The Serbian parliament last night passed resolution apologising for the 1995 massacre by Bosnian Serbs of 8,000 unarmed Muslim men and boys in the town of Srebrenica.
A bitterly debated draft of the declaration, opposed by Serb nationalists and condemned by Bosnian Muslims for not going far enough, extends condolences to the victims' families and the survivors of the single worst atrocity in Europe since the end of World War II. The wording condemns the massacre and apologises for Belgrade's failure to do more to prevent the killings, which were carried out by the Bosnian Serb Army and Serbian paramilitaries.
The Serbian Prime Minister Mirko Cvetkovic had urged the move saying it was necessary as "Serbia wants to demonstrate the desire to move to regional reconciliation and show good neighbourly relations among the countries in the region".
However, in a concession to Serb nationalists, the wording put to parliament crucially fell short of describing the atrocity as a genocide, using the terms "crime" and "tragedy" instead. The term genocide is used both by the International Court of Justice, the European Parliament and the International Criminal Tribunal for the former Yugoslavia.

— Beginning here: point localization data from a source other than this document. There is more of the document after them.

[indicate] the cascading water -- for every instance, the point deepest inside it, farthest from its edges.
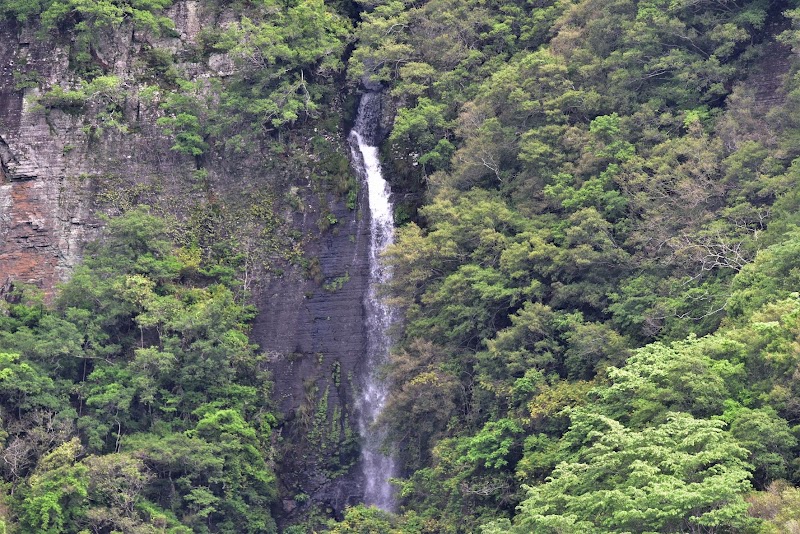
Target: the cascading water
(378, 467)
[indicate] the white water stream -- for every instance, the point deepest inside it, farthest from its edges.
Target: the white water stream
(378, 467)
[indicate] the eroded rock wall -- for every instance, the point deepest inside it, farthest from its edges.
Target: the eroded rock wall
(60, 171)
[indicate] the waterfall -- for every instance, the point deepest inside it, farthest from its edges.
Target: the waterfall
(378, 468)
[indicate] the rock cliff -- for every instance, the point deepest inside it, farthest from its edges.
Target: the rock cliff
(305, 246)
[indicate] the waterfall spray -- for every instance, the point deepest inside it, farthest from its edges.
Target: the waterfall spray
(378, 467)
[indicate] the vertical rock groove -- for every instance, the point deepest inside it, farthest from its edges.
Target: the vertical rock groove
(378, 468)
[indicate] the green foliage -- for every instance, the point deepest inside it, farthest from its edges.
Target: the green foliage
(609, 224)
(680, 475)
(173, 399)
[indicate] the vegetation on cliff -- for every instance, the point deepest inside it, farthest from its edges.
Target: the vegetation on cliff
(598, 276)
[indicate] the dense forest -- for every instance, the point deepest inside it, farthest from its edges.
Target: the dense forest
(597, 264)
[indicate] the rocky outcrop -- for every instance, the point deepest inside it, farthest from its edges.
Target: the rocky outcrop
(61, 170)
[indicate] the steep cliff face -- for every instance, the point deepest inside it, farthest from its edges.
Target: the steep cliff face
(305, 246)
(44, 216)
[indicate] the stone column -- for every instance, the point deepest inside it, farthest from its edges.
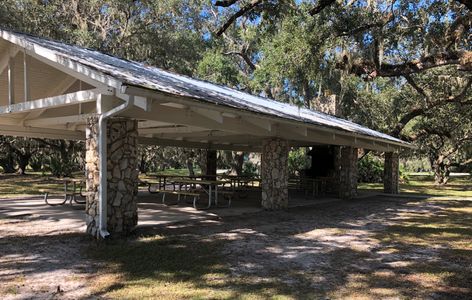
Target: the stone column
(274, 174)
(391, 173)
(122, 175)
(348, 173)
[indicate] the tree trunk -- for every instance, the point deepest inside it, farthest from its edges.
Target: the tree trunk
(23, 161)
(8, 164)
(238, 163)
(191, 172)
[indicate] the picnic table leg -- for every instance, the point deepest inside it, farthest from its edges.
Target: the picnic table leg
(209, 196)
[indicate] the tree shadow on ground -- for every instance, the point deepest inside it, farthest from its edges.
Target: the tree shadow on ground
(341, 249)
(375, 247)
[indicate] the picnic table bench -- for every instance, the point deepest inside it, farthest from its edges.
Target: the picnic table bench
(71, 195)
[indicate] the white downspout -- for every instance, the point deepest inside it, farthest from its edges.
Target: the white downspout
(102, 153)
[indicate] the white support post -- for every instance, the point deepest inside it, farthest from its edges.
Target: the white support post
(26, 77)
(11, 80)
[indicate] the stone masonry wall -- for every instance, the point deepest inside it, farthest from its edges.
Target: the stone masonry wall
(122, 175)
(274, 173)
(348, 173)
(391, 173)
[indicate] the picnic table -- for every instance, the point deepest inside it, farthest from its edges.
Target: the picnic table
(210, 187)
(69, 194)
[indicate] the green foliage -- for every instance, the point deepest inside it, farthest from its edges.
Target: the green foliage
(250, 169)
(370, 169)
(61, 168)
(218, 68)
(36, 163)
(297, 161)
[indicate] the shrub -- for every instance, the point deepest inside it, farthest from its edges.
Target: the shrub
(297, 161)
(370, 169)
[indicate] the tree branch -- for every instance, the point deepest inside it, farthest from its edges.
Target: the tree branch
(322, 4)
(467, 3)
(418, 111)
(244, 57)
(368, 68)
(243, 10)
(419, 89)
(225, 3)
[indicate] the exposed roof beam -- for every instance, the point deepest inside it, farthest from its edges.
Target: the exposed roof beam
(244, 115)
(5, 57)
(171, 129)
(56, 101)
(197, 145)
(187, 117)
(63, 63)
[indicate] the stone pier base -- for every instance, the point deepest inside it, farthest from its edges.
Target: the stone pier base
(391, 173)
(274, 173)
(348, 173)
(122, 176)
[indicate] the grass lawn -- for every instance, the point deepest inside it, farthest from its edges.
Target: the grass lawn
(373, 248)
(424, 185)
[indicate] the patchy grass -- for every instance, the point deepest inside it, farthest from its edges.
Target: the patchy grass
(424, 185)
(374, 248)
(36, 184)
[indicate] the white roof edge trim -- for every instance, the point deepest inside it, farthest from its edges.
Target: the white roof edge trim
(117, 72)
(400, 143)
(61, 62)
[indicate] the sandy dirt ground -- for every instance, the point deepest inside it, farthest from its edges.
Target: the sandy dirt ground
(333, 248)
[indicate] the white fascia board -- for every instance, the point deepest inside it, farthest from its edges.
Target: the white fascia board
(45, 122)
(62, 63)
(51, 102)
(41, 133)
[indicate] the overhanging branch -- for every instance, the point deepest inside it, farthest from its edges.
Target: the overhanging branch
(463, 59)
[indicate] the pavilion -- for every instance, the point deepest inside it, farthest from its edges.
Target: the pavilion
(53, 90)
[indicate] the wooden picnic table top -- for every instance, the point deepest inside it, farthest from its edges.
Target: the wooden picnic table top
(194, 181)
(68, 179)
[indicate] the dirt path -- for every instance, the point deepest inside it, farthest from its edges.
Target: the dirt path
(40, 261)
(371, 248)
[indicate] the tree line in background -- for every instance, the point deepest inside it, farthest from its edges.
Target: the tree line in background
(397, 66)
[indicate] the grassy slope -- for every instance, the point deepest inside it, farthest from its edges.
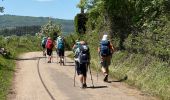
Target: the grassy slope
(13, 21)
(15, 45)
(150, 74)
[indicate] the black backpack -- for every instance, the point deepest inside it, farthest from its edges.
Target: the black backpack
(84, 55)
(104, 48)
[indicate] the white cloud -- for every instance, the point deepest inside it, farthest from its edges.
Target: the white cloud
(44, 0)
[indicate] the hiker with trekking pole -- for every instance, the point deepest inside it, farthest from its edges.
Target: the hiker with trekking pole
(60, 49)
(105, 51)
(43, 43)
(82, 62)
(49, 46)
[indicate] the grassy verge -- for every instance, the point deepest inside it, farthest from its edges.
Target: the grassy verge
(148, 73)
(15, 45)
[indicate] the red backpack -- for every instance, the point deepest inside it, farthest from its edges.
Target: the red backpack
(49, 44)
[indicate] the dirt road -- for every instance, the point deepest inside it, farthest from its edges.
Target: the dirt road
(35, 79)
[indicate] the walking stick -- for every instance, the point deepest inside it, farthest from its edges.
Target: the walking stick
(91, 75)
(98, 69)
(75, 74)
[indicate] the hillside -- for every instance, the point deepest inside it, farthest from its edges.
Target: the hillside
(14, 21)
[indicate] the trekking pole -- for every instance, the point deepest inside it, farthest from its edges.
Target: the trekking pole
(75, 75)
(98, 69)
(91, 75)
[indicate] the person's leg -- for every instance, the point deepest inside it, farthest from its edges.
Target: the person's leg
(63, 56)
(84, 70)
(49, 51)
(79, 73)
(105, 69)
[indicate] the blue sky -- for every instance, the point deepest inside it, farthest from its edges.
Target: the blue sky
(62, 9)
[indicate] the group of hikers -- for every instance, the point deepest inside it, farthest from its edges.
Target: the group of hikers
(48, 44)
(82, 56)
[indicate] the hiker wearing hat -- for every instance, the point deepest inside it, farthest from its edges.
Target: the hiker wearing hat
(105, 51)
(60, 49)
(43, 43)
(82, 60)
(49, 46)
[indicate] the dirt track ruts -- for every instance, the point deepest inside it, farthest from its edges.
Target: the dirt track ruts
(33, 73)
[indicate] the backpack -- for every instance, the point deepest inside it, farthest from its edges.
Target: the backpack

"They (the MPs) shouldn't have bothered to adopt it (the resolution) with such a text," international law professor Vojin Dimitrijevic said. Many Serbs still live in denial that war crimes were committed in their name by their next of kin in the wars of the 1990s.
"The resolution in such a form does not mean a thing for us," said Hajra Catic, head of Women of Srebrenica, the Bosnia-based body representing families of massacre victims.
"Crimes were committed all over Bosnia, but it was genocide in Srebrenica; that is what happened," she said.
Ms Catic lost her husband Junuz, her son Nino and another 10 male members of her extended family in the aftermath of the fall of Srebrenica.
The Serb apology comes at a time when the Balkan nation is pushing hard to join the European Union. One of the political preconditions for accession is the arrest of the remaining author of the massacre, the Bosnian Serb general Ratko Mladic.
Despite the capture and arrest in 2008 of the Bosnian Serb political leader Radovan Karadzic, who is now on trial for war crimes in The Hague, Mladic remains in hiding and is still hailed by many Serbs as a hero. The parliamentary resolution calls for his arrest and urges the Bosnian Serb authorities to do everything they can to apprehend him.
Mladic's forces overran the UN-protected Muslim enclave in July 1995, separating men and boys from their families, who were allowed to leave. The men were summarily executed in nearby woods and buried in unmarked graves. Not all bodies have yet been recovered; that process continues, as does the painful task of identification.
Serb nationalists called the declaration "shameful" and tantamount to an admission of collective responsibility. "Serbia will sign its own guilt with this declaration", Slobodan Samardzic, a nationalist member, told the debate. "Why do you want to put a mark on the future generations that they will never wash away?" Velimir Ilic, another parliamentarian, asked.
In January 2009 the European Parliamnet called on all EU states to recognise 11 July, the date of the start of the massacre, as "a day of commemoration throughout the EU".